Rachel Hutchings: I would echo what Sarah has said, but I would also draw attention, from a service perspective, to the fact that a lot of these issues that we have highlighted have been systemic ones that the NHS in particular has been facing for a long time. Just picking up on the last discussion around resilience, it is really important to think about how we address those issues going forward so that we build resilience into the system and people are able to access support when they need it.
Linked to that, when we are talking about workforce, funding and infrastructure, we really need to make sure that we are considering the particular needs of rural communities within those broader conversations in the context of healthcare.
Chair: Thank you very much. It has been a really excellent session. It has started us off very well, really drilling down on the problems with mental health. I think it was Rachel and David that may have looked in the room because it was your first time to come before a Select Committee. I know it was for you, Rebecca, as well. I hope it has not been too traumatic. Thank you very much for the excellent evidence. It has been really good to see you here in person. Sarah, you have fared well being online. You have got your points over very well and we have much appreciated having you online. I hope your Covid gets better soon. Thank you for attending online.

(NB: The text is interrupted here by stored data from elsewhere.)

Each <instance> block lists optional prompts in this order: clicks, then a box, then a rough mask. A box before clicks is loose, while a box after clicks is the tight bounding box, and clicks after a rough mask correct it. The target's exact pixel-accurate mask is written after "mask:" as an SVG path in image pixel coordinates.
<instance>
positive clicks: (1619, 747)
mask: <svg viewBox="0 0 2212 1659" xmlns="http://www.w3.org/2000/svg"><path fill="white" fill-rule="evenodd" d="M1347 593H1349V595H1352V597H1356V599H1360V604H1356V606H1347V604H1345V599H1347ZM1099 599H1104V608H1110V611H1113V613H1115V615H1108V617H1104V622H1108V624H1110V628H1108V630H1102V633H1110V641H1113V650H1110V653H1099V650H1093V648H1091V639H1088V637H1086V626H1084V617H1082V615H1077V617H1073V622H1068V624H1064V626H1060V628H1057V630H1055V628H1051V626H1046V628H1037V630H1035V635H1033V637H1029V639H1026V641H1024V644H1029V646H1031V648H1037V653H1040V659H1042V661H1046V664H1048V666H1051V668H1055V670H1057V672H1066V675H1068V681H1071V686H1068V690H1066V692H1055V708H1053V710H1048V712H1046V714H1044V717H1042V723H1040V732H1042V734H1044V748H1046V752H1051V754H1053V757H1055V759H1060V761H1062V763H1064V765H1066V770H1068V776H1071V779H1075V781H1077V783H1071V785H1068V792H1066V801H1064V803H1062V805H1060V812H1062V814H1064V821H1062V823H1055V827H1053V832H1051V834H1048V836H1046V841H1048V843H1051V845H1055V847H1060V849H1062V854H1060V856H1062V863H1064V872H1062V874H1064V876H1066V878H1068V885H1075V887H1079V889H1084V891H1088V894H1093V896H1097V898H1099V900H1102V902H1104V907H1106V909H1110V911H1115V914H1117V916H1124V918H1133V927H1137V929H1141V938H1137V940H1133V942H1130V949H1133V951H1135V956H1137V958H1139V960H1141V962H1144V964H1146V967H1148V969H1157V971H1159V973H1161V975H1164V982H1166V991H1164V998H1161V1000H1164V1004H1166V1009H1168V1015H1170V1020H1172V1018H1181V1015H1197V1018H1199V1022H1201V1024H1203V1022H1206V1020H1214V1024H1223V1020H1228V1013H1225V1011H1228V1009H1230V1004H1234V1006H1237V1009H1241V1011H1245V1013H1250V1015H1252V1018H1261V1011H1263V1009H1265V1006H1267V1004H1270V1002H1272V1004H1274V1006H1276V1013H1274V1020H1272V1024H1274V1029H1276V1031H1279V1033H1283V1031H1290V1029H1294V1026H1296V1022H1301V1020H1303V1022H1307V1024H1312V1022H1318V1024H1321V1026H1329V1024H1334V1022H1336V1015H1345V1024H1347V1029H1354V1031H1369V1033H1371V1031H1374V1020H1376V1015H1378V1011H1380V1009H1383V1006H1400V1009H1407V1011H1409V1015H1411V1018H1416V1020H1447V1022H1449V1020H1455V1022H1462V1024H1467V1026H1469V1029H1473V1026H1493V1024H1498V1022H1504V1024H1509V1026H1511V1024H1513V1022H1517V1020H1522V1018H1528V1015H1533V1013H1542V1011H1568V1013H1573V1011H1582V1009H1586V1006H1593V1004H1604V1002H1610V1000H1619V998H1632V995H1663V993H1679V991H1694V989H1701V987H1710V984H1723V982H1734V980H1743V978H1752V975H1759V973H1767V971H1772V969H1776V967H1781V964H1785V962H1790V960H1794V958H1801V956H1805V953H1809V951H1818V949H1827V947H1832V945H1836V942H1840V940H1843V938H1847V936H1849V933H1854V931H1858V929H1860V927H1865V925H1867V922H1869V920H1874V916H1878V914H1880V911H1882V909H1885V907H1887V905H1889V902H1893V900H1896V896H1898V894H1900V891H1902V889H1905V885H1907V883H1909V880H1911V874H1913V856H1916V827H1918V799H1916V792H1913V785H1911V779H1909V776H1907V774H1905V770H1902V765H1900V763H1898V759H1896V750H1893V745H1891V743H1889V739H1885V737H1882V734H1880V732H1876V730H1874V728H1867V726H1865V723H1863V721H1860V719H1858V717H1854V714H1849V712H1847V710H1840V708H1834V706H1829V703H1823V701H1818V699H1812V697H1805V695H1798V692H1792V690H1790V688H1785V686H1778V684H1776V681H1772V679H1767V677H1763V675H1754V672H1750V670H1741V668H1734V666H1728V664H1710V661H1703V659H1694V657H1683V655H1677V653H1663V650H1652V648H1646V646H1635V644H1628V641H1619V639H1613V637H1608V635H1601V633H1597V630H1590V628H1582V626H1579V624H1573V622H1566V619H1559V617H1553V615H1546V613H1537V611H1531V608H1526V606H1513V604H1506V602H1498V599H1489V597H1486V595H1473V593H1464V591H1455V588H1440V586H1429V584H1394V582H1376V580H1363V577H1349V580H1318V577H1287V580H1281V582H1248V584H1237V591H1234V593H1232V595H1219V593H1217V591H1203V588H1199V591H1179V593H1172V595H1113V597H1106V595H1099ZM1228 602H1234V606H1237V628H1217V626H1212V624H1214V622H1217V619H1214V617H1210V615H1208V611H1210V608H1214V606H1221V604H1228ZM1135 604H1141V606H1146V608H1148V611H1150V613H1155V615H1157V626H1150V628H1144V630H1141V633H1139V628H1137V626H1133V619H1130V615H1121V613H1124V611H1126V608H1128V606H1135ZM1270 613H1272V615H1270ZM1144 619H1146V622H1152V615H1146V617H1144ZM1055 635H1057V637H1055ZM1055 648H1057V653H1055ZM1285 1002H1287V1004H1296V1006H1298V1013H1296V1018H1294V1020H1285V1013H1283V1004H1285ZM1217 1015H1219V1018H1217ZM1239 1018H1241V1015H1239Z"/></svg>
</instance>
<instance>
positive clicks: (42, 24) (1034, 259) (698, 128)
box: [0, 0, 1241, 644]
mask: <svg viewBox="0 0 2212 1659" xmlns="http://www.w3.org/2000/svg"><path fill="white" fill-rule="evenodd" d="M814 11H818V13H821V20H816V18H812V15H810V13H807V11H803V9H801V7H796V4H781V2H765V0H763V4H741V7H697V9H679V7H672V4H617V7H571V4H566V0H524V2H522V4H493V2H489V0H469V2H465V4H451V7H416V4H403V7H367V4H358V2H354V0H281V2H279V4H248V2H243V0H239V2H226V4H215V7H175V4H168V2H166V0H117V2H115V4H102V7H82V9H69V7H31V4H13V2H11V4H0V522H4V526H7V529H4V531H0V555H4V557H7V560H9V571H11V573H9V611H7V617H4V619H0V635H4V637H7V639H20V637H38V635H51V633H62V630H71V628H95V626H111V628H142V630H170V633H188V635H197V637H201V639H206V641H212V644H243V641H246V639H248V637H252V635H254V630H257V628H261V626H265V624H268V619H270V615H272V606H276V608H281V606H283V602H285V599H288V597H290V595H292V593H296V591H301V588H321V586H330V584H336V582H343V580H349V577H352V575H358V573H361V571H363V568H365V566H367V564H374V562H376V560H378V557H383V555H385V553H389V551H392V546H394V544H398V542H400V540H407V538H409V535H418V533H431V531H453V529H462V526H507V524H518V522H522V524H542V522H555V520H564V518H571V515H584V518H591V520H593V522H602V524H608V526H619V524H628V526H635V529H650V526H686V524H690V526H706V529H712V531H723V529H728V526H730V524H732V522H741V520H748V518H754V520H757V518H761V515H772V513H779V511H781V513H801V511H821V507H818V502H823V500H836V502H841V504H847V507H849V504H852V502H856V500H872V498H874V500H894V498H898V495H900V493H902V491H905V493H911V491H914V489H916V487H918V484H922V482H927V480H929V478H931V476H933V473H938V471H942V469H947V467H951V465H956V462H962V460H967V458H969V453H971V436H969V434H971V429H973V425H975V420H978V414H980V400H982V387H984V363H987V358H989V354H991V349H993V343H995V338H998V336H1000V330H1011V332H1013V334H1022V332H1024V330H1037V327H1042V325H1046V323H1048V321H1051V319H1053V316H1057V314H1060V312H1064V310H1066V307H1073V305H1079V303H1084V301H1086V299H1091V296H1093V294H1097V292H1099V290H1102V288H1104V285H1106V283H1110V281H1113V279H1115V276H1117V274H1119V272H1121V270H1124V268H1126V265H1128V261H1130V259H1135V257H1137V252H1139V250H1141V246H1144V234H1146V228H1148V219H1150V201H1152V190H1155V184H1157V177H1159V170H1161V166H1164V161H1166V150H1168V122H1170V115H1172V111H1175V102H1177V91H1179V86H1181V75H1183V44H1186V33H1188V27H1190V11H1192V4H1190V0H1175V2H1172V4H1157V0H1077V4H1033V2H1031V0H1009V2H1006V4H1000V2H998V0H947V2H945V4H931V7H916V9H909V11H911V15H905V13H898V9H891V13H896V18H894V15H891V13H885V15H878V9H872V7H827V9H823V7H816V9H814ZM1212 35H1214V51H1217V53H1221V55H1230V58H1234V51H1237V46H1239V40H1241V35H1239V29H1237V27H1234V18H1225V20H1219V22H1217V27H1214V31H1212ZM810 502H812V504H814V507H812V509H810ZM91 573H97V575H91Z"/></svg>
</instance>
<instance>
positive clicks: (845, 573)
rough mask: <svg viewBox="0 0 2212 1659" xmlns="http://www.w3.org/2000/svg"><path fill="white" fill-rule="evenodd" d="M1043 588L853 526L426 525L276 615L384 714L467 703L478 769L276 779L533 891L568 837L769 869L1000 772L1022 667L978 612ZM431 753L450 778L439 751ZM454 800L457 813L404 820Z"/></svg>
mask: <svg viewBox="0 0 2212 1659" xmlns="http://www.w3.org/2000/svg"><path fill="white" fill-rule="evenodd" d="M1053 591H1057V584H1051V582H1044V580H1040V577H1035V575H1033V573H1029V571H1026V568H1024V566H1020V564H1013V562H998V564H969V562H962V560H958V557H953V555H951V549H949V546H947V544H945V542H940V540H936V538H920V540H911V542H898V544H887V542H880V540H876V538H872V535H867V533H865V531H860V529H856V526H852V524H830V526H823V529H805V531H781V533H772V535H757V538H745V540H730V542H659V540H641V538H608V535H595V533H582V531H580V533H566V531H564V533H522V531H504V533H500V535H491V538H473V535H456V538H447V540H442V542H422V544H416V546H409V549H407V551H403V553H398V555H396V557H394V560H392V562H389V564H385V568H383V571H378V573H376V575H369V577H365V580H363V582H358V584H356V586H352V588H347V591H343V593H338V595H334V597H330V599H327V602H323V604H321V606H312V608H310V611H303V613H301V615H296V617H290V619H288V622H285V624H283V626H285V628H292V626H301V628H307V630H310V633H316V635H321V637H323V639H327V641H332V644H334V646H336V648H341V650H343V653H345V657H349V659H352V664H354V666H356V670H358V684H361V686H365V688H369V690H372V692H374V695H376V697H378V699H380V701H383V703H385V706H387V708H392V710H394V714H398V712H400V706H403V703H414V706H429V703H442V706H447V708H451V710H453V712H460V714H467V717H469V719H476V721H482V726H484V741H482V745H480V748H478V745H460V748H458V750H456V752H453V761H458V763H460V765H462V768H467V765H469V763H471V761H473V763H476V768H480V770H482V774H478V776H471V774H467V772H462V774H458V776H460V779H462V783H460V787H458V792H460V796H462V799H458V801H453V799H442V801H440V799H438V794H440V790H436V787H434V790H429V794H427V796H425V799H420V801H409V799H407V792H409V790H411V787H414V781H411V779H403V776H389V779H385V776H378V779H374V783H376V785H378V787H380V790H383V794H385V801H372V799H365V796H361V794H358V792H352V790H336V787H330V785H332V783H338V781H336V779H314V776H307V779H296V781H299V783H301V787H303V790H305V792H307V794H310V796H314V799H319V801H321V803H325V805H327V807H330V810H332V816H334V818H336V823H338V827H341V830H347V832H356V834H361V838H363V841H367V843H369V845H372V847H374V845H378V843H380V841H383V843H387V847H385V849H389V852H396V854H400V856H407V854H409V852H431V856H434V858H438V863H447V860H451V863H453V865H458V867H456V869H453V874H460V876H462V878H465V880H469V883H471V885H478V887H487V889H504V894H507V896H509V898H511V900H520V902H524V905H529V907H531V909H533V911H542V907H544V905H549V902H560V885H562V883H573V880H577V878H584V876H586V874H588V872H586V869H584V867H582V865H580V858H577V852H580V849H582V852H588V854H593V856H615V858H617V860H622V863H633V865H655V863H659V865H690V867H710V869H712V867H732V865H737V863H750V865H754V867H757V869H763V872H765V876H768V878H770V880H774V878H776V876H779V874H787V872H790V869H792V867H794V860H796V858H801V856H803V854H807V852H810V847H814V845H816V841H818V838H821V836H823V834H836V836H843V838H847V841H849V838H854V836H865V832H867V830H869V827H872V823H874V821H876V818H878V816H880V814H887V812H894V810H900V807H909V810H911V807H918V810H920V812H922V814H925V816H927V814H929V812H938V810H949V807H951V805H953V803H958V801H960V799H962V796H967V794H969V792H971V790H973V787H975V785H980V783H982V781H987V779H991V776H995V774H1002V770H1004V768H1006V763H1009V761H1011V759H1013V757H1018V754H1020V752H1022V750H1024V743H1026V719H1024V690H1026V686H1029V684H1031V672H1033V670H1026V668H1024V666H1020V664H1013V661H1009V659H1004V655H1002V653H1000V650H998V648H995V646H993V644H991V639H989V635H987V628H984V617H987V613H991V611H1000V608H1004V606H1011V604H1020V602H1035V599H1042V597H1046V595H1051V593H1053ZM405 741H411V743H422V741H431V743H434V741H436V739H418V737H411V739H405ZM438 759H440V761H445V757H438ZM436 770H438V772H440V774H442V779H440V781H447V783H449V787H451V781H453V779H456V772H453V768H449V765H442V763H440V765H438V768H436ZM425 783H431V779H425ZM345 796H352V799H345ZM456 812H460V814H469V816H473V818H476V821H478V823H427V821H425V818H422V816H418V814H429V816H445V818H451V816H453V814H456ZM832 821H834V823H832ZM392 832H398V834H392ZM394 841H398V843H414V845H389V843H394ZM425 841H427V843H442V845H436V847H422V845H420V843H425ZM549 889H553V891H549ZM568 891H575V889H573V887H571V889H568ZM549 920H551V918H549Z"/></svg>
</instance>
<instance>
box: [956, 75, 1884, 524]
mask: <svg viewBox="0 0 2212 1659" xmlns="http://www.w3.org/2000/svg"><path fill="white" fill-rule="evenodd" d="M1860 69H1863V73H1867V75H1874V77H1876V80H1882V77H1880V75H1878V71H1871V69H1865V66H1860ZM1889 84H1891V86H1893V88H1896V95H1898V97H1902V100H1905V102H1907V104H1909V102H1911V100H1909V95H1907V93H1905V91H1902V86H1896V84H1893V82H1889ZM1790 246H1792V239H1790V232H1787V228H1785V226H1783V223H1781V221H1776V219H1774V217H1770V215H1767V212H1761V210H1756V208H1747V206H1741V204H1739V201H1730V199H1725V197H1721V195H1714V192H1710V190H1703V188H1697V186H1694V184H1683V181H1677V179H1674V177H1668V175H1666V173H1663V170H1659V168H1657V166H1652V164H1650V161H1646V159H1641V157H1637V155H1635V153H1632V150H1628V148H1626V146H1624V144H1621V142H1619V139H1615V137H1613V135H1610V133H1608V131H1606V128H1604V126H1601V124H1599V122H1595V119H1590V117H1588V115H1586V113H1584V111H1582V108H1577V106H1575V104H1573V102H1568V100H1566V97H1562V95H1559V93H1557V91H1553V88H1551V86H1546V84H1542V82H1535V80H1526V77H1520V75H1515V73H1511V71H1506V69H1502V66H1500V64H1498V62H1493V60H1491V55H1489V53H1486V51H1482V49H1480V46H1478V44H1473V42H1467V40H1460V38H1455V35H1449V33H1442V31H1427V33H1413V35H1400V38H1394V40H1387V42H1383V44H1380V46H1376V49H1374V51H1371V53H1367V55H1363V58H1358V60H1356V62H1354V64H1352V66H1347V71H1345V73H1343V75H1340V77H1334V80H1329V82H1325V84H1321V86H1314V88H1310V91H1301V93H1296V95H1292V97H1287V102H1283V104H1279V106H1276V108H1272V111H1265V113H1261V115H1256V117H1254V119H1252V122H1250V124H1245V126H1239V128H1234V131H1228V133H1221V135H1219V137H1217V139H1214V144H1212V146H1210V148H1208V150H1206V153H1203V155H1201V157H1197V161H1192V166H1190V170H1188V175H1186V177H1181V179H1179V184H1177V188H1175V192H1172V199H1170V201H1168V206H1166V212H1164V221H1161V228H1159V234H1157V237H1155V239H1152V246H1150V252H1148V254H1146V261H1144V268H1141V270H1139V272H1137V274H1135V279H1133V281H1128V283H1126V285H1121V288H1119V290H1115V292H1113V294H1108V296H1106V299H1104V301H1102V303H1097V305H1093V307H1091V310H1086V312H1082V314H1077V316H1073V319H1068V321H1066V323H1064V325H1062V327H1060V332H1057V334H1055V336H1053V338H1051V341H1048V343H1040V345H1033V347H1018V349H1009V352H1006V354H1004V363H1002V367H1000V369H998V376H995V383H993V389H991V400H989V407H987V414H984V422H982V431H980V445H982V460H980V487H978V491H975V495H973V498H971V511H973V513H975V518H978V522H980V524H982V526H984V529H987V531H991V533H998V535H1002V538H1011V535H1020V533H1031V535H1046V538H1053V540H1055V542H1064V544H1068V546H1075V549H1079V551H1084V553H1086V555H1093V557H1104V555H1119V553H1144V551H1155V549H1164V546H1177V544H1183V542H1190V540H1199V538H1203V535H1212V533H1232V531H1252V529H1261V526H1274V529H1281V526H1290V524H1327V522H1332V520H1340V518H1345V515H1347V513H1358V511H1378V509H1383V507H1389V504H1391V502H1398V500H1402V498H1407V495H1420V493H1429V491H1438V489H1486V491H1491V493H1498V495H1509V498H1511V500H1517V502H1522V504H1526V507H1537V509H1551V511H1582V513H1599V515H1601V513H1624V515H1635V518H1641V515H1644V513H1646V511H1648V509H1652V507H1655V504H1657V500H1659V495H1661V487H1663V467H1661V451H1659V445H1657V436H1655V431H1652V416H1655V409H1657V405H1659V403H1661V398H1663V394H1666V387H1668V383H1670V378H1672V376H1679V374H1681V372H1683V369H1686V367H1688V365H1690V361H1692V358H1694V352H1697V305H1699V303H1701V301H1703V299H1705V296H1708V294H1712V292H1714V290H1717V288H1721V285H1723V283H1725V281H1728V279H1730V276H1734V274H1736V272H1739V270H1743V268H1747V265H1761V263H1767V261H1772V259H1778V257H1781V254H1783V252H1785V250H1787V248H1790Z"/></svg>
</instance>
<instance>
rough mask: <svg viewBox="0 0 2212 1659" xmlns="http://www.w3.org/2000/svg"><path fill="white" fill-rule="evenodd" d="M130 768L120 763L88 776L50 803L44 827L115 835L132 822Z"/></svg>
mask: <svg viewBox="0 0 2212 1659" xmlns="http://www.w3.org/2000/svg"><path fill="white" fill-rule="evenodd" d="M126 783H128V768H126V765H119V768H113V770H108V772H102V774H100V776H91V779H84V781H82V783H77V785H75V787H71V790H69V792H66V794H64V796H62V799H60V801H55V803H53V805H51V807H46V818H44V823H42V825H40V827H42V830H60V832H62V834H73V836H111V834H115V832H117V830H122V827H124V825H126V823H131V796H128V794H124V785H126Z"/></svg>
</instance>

It has been really good. It is a very emotional subject. It is quite emotional for me because I have had personal experiences within my own family, as many have. I hope that when we finalise it all, we can put together a very good report. You have given us a good overall picture of how we can conduct our inquiry. I thank Andy very much for putting the brief together and pulling it all together. With that, we will finish the meeting. Thank you very much.